Why will seeing a schoolboy being thoroughly well switched bring to your lips the same exclamation as seeing a man lifting down half a pig, hanging from a hook?
    Because he’s a pork-reacher (poor creature)!
    [You know what the schoolmaster said to the boy he was about flogging: – “If it’s wishing won’t make you learn, perhaps it’s swishing will!”]

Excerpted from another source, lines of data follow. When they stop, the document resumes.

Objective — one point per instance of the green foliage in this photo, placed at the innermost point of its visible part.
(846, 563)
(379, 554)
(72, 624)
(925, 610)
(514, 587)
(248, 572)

Apropos of pork hanging, what should a man about to be hung have for breakfast?
    A hearty-choke and a hoister!

Why is a a wainscotted room like a reprieve?
    Because it saves hanging.

Why is the hangman’s noose like a box with nothing in it?
    Because it’s hemp-tie.

The public credit and the public shame,
Though widely different, differ not in name?
    The Stocks!

Mention the name of an object which has two heads, one tail, four legs on one side, and two on the other. A lady on horseback

Why is a four-quart jug like a lady’s side-saddle?
    Because it holds a gall-on.

How do angry women prove themselves strong-nerved?
    They exhibit their “presents of mind” by “giving you a bit of it!”

How is it you can never tell a lady’s real hystericks from her sham ones?
    Because, in either case, it’s a feint.
    [Hys-t’ricks are her tricks, so a woman can always beat a man with her own weepin’, all through her superior knowledge of feints (fence).]

When may ladies who are enjoying themselves be said to look wretched?
    When at the opera, as then they are in tiers.

When is a man like a green gooseberry?
    When a woman makes a fool of him.

What kind of book might a man wish his wife to resemble?
    An almanack; for then he could have a new one every year.

If you were kissing a young lady, who was very spooney (and a nice ladle-like girl), what would be her opinion of newspapers during the operation?
    She wouldn’t want any Spectators, nor Observers, but lots of Times.
    [Now, if you had asked us, we should have given it as our opinion that she would have ardently admired the entire Press!]